Zen of Machine Learning

2024-03-17

Machine learning can be a frustrating endeavour, and I know several ML engineers who have transitioned to SWE roles – the unpredictability of machine learning being at the heart of their frustrations. You never know if or when your model will be good enough for production or if your new algorithm- or data idea will give any improvements. Usually, they don’t. Additionally, the feedback loop in ML is typically slow. These factors combined can lead to a sense of loss of control.

By comparison, developing non-ML functionality is typically more straightforward. You can usually determine its feasibility and create a timeline and milestones. The feedback cycle is much faster; tests run in seconds and changes show up when you refresh the browser window.

To persevere as ML engineers, we can find inspiration from other areas that face randomness, delayed rewards, and loss of control. For example, poker players cannot judge their performance solely based on the final outcome of a single hand and instead have to look at average performance over longer periods of time*. After individual hands, they analyze their actions and observations throughout the game, identify possible flaws, and update their tactics. Every new hand becomes an opportunity to begin again and make incremental improvements. Through this, they can regain control, not over individual hands but over their mastery.

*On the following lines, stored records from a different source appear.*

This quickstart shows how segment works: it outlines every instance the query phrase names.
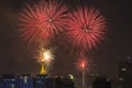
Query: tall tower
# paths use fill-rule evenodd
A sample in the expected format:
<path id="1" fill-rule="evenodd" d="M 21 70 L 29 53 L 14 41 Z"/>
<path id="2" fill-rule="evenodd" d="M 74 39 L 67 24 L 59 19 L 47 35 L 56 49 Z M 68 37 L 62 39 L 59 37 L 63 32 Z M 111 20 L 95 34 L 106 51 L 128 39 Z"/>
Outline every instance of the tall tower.
<path id="1" fill-rule="evenodd" d="M 119 63 L 120 88 L 132 88 L 132 59 L 127 57 Z"/>
<path id="2" fill-rule="evenodd" d="M 41 62 L 40 75 L 46 75 L 46 69 L 45 69 L 45 66 L 44 66 L 44 62 Z"/>

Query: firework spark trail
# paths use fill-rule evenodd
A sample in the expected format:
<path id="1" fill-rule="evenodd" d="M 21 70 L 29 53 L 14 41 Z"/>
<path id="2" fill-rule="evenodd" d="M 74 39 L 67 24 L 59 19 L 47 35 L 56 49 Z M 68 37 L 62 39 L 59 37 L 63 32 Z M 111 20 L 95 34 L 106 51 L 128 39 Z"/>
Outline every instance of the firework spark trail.
<path id="1" fill-rule="evenodd" d="M 77 8 L 68 14 L 69 29 L 66 32 L 68 42 L 74 48 L 86 52 L 96 47 L 103 40 L 106 21 L 99 10 Z"/>
<path id="2" fill-rule="evenodd" d="M 67 7 L 62 2 L 41 1 L 33 7 L 28 6 L 21 12 L 19 30 L 23 40 L 30 44 L 48 44 L 55 34 L 63 31 L 66 23 Z"/>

To achieve this kind of detachment to immediate results as ML engineers, we can also focus on our learning and understanding rather than on the outcome of individual experiments. We can learn to start fresh at any given point by asking what the best possible next action is given everything we know so far.

Consider an experiment that runs for a week and yields results only slightly better than a naive baseline. While it can be frustrating, we can’t change the results themselves. Yet we have control over our next actions. We can review our code and configurations for bugs, analyze individual examples to see where the model makes mistakes, or consider trying a different approach. However, we should have a clear reason to believe that a particular action is the best one to take. Choosing actions randomly means giving up control again.

By focusing on the present and engaging in deliberate decision-making, we can regain a sense of control and improve our skills. Ultimately, the difference between an expert and a novice is the ability to make better decisions on average.

(*) A caveat: one key difference between poker and ML is that the feedback for poker is fast but noisy, and we need many repeated games to get good signal. For ML the feedback is slow but (hopefully) has a high signal-to-noise ratio. The similarity between the two lies in the fact that it takes some time to get good signal.